A: Yes, there are legal complications.

First, let's define some basic terms. Over-simplified, when a seller wants to use a real estate broker, there are three kinds of arrangements that can be created:

Open Listing. Under this kind of arrangement, the seller of property is not prohibited from using more than one broker. A real estate commission is earned if a broker finds a buyer who is "ready, willing and able" to purchase. Where several real estate brokers are employed, the sale of property either by the owner or by any of the brokers, operates at once to terminate the authority of all other brokers. This is true even if they had no actual notice of the sale.

Exclusive Agency. Under this listing, a real estate company is made the exclusive agent of the seller. If the real estate company or any company finds a ready, willing and able buyer, the owner owes a real estate commission to the exclusive agent. However, the owner retains the right to sell the property without the use of a broker, and if the owner is successful, no commission is owed.

Exclusive Right to Sell. Under this listing agreement, the real estate company selected by the owner is guaranteed a commission in the event the property is sold by the named broker or by anyone else. Even if the owner sells the property himself, the broker is still owed a commission.

The multiple listing is an off-shoot of the exclusive right to sell. Under this arrangement, the broker with the exclusive right has the authority to utilize a computer-listing service to give the property exposure to other brokerage companies.

You have raised the question about legal complications involved if you switch from an open listing to an exclusive right to sell. A recent case in New Hampshire highlights some of the problems in this area.

The Hopewell brothers owned valuable lakefront property in New Hampshire.
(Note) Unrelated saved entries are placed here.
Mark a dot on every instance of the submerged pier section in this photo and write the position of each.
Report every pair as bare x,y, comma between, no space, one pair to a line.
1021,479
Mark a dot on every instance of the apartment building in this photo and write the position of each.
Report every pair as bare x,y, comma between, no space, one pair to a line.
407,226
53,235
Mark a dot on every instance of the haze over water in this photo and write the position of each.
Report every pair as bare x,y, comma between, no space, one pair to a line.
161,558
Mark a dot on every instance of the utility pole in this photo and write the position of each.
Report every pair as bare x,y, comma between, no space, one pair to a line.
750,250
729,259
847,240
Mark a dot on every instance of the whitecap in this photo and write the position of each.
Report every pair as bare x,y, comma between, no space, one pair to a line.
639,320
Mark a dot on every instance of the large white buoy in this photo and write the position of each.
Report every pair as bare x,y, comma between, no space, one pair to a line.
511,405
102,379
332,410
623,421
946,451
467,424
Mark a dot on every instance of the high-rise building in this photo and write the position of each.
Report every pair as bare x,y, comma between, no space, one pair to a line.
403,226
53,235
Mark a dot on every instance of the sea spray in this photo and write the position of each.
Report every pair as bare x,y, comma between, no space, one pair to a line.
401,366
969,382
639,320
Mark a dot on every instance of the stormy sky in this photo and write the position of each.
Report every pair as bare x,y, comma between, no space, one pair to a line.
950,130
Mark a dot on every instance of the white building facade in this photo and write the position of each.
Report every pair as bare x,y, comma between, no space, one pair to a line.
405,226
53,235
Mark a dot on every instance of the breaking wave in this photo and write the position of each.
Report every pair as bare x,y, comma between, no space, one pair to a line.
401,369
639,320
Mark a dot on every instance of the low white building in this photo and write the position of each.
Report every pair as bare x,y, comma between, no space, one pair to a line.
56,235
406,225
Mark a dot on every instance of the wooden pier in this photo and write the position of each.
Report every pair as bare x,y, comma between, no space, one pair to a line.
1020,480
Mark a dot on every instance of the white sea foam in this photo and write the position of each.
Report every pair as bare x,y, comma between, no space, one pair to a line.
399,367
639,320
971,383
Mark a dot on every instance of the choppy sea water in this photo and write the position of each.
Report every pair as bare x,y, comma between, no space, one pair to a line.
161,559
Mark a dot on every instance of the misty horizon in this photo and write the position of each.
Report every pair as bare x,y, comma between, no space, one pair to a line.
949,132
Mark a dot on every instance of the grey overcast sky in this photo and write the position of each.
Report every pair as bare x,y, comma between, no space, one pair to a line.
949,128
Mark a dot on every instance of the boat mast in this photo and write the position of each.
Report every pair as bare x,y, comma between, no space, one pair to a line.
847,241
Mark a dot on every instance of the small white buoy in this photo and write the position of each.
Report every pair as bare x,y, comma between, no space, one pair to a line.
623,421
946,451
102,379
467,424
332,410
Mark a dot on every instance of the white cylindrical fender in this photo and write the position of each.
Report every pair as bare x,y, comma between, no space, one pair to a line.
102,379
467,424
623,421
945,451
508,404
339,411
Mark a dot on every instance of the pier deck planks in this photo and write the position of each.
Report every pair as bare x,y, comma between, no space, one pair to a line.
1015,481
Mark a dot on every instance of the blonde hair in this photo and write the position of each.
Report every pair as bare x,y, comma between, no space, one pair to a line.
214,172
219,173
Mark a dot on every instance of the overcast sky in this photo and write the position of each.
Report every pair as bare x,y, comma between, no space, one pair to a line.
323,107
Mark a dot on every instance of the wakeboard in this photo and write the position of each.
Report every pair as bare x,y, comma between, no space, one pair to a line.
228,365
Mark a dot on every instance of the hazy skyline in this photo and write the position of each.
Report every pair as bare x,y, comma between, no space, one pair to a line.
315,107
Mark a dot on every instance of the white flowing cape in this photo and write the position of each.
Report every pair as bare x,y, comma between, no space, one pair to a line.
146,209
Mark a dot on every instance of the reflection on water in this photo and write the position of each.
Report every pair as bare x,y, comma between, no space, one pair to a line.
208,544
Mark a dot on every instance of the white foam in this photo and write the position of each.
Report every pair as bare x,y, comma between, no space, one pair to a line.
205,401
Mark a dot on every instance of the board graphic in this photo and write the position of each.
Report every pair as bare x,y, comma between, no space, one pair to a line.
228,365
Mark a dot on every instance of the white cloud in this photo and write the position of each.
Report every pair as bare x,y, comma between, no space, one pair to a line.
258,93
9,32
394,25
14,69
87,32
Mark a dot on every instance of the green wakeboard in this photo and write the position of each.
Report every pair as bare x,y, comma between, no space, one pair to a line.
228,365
In 1974, the brothers placed the property for sale under an open listing and the asking price. In 1975 and 1976, broker Blanchard showed the property to more than 20 potential buyers. One prospect, a Mr. Gingras, expressed great interest in purchasing, but had to settle some other matters before signing a contract. At about the same time, however, the Hopewell brothers entered into a written exclusive listing with another broker.

The broker with the exclusive listing agreement was not aware that Gingras had been an interested purchaser. Subsequently, Gingras approached the new broker, signed a contract and purchased the property.

Blanchard filed suit against the Hopewells. The Supreme Court of New Hampshire ruled in favor of Blanchard. Since he found the purchaser and the purchaser ultimately bought the property, Blanchard was entitled to a commission.

Thus, the seller ended up having to pay two separate real estate commissions.

The lesson to be learned from this case is that if you intend to switch from an open listing to an exclusive listing, notify all brokers of the new arrangement. This may be difficult, but you must make the effort. More importantly, if the broker with whom you have an exclusive presents you with a real estate contract, the contract shold contain the following clause:

"Purchaser warrants that broker . . . is the sole procuring cause of the sale, and that there are no other brokers involved in this transaction."

This provision will protect both the seller and the listing broker against any claims for commission by any broker who may have been involved while the property was under an open listing.